Deena Katz, a 25-year veteran of financial planning and president of Evensky, Brown & Katz in Coral Gables, Fla., has some good advice about seeking help. She recently spoke with Associate Editor Toddi Gutner

Q: How can the consumer and the planner establish trust?

A: Most planners will spend an hour or two in the first meeting at no charge. They'll talk about what they do, how they work, and ask questions about the client's circumstances. The planner, like the client, is looking for a good fit. The two should spend enough time together to develop a feeling of trust. The client should ask questions--how the planner is paid and what is the planner's philosophy. It's like finding a doctor. If the doctor thinks similarly, then a patient is more likely to tell him or her very personal information.

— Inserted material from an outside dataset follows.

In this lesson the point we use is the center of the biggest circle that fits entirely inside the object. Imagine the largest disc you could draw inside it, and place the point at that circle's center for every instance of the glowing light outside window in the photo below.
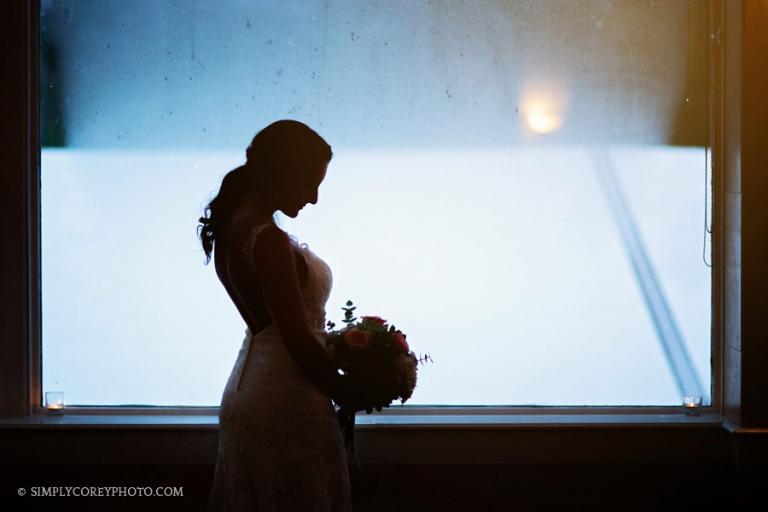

Q: Which financial-planning credentials matter most?

A: Anyone with a crayon and cardboard can call themselves a financial planner. There are so many designations, it's like an alphabet soup. The only one that requires rigorous schooling and testing is the Certified Financial Planner (CFP) designation. Unlike other designations, the license can be revoked by an ethical oversight committee, the CFP Board of Standards, if the planner has breached the code of conduct. So clients know that if they have a problem, their financial professional will be held accountable.

Q: What's the difference between financial planning and investment advice?

A: Financial planning looks at your entire financial life--retirement, insurance, budget, college education, and more. Investment advice is just that--decisions that focus specifically on your investing strategies.